What about R&D and your other offices? You have an R&D facility in Dublin, Ireland, and five offices across the U.S.

[My projection] does include those costs.

How long until Workday breaks even?

Again, that’s subject to how quickly we grow, but probably a year and half, as a guess right now.

How does your role as president compare with that of Dave Duffield, the CEO?

Dave focuses on working with customers, and on our culture as a company, and he’s very involved in thesales cycles. He worries about what’s happening outside the company, in other words, while I worry about what’s happening on a day-to-day basis inside.

We actually sit in facing cubes and talk all the time. It’s hard to describe, but we’ve worked together for so long, we just have a great relationship.

Oracle is buying a lot of companies these days. What’s  your relationship with the company? Are you in its flight path?


Can you imagine being acquired by it or is the idea anathema to Dave, considering he didn’t want to sell PeopleSoft to Oracle?

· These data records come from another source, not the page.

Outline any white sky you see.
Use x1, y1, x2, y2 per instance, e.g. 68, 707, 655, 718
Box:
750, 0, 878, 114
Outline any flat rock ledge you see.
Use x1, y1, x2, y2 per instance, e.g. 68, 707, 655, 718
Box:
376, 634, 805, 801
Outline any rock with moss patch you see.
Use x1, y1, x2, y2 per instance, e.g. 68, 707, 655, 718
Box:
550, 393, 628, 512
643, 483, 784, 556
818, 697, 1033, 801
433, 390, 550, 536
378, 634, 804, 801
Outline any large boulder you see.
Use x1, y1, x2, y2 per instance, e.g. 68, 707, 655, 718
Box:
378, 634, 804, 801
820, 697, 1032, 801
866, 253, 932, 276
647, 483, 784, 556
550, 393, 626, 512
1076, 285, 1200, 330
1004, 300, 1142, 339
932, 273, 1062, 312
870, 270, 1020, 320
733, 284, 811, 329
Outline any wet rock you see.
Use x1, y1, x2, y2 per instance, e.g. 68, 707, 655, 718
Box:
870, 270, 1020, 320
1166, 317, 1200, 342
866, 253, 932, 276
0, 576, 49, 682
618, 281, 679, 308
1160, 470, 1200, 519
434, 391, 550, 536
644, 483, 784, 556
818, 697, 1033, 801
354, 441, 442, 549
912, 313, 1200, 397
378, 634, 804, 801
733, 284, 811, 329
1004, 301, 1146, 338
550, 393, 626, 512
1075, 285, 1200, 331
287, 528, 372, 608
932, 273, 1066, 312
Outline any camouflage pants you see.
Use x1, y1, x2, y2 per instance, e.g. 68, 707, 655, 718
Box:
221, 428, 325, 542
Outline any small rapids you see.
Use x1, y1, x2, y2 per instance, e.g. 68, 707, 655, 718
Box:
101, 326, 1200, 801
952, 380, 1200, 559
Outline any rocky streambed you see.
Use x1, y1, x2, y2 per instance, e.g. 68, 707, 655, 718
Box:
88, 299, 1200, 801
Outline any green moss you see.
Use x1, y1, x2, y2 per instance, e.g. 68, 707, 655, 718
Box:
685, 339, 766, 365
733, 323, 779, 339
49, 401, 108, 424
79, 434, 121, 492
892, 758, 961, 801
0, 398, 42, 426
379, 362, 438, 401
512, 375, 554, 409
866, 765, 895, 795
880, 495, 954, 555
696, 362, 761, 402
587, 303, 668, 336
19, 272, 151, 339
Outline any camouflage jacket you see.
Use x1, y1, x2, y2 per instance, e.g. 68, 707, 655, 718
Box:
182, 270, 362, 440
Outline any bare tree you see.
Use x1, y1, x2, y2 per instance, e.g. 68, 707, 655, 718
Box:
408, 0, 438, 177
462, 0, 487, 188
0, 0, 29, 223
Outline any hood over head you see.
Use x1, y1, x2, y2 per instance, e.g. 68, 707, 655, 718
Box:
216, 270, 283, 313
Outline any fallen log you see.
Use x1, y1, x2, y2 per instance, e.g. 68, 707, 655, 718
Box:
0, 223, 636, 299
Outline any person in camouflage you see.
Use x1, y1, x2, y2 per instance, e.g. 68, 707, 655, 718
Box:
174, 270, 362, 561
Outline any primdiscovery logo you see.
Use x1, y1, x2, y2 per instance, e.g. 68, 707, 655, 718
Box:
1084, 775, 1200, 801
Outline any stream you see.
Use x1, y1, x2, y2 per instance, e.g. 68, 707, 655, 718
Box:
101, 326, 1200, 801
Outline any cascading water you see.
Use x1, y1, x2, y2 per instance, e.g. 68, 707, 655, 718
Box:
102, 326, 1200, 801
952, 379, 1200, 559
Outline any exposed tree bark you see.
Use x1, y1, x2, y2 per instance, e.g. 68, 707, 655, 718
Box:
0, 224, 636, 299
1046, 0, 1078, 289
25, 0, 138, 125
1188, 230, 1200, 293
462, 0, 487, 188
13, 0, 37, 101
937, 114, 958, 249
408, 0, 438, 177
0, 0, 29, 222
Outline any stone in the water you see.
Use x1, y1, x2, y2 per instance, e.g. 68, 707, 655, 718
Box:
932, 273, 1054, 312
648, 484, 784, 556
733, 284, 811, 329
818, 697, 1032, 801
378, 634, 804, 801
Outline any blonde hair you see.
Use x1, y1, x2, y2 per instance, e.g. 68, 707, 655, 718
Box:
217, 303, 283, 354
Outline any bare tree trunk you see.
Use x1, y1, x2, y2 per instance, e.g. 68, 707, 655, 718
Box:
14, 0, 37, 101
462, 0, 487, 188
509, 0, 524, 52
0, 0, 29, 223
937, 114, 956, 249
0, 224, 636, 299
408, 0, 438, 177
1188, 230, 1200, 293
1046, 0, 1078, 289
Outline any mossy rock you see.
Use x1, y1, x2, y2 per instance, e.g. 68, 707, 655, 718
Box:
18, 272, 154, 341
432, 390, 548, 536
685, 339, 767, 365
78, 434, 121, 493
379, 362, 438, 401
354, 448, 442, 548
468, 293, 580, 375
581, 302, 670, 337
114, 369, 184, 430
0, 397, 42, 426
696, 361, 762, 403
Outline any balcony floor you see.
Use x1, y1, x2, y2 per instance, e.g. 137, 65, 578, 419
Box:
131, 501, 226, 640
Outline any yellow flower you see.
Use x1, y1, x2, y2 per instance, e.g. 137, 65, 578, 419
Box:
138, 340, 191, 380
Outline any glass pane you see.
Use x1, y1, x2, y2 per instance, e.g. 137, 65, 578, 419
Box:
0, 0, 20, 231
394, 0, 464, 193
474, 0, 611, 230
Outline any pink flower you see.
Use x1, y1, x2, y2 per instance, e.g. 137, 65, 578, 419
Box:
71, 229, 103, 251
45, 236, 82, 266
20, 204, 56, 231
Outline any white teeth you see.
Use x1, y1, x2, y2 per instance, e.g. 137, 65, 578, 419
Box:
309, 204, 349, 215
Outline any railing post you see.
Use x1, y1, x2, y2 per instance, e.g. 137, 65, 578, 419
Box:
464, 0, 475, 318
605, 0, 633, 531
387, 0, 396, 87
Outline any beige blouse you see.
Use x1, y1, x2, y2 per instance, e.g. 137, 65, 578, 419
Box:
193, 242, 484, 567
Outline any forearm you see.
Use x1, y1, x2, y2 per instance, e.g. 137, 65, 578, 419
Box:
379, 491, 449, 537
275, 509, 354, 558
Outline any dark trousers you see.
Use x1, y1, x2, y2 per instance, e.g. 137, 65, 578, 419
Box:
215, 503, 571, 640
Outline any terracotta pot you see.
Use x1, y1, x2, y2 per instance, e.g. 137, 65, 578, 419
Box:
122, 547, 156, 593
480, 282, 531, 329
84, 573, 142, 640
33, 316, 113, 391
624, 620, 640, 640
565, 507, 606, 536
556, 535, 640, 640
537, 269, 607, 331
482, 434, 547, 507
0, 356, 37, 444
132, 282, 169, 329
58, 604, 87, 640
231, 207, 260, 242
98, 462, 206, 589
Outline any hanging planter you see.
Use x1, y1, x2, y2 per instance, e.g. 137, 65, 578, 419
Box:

We’re a private company and so have the luxury of choosing our options. We’re not building Workday to sell it, though. If everything works out well and we hit our milestones and there’s an IPO market some day down the road, we’ll hopefully take the company public. But we don’t have any ill will toward Oracle.

If the idea is to go all the way, do you have any sort of guesstimate as to when the company  could go public, assuming the economy turns around in the next two years?

If the IPO markets come back and we continue to perform, I think there would an opportunity two to three years from now. If market gets better faster, it could be sooner. But right now we’re counting on economy staying where it is.